Posted by John T on August 14, 2012 at 09:28:17 from (216.249.82.117):
Hey there George, instead of experimenting (but hey thats half the fun right, I'm an experimenter myself) and guessing as to how much capacitance needed to improve on a motors power factor, if you Google something like capacitors to improve AC motor power factor, you will get a gazillion hits of pages that actually have tables and formulas to compute the sizes needed, but that takes away all the fun grrrrrrrr lol
By the way, if you add too much capacitance it looks like theres a risk of damage YIKES !!! and I saw some figures that a goal of 95% is about all you want to go for.
A capacitor isnt any magic elixir or energy source, its a passive non 100% efficient series device that in itself has some losses (it cant produce any energy, it uses some). It can, if needed, improve power factor by counter acting some of the motors inductance by adding capacitance so the current comes back in phase with the voltage (just as if a pure resistive load with no L or C).
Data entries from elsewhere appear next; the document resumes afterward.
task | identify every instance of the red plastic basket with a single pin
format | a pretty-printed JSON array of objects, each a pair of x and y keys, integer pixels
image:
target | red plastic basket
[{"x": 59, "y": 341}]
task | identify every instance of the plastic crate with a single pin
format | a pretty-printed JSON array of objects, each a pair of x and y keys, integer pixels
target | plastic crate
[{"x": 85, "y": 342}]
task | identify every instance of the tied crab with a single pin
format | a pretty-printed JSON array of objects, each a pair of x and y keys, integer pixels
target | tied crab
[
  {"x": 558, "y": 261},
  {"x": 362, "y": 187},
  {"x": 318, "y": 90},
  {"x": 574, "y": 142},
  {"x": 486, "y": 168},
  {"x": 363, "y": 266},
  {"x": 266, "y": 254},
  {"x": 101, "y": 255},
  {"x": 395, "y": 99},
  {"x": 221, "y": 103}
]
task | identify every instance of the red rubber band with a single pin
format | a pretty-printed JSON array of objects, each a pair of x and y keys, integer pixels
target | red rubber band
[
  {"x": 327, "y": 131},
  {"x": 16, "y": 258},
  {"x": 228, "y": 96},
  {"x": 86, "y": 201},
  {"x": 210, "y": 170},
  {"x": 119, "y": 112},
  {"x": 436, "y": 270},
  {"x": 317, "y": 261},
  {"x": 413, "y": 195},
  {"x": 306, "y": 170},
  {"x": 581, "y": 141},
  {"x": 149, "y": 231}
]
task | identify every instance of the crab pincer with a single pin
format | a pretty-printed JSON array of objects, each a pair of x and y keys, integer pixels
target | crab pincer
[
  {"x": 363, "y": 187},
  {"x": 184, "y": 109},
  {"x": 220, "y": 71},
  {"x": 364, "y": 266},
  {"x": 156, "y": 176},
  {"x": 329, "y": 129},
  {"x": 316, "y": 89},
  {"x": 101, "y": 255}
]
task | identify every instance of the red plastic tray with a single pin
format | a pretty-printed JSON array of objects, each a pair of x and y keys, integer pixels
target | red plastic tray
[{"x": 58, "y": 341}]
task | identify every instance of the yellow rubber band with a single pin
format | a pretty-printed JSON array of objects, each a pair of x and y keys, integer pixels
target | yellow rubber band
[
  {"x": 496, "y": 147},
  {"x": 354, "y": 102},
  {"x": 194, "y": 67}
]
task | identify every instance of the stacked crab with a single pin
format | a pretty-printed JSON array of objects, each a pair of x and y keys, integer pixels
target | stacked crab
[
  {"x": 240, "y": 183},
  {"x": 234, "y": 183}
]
If the PF is lousy, the utility or genny must pump out the VECTOR SUM of the two currents, that in phase plus that out of phase, and many utilities charge you extra for that capacity. The motor uses only X amount of energy to do its actual work (spin the shaft under load) while all that out of phase ringing is wasted as heat mostly. Still if the PF is bad the utility or genny has to produce true work energy (to spin the shaft) plus that which gets wasted as heat.....
It would be fun if your experimented capacitance value corresponds to what the charts show is needed!!!!!!!!!
Have fun, keep safe, keep us posted, dont get hold of a charged up big capacitor OUCH lol
Mark in Michigan, you out there? Whatcha think??
John T (Remember Im rusty on this so no warranty and dont have a calf if this isnt perfect!!!)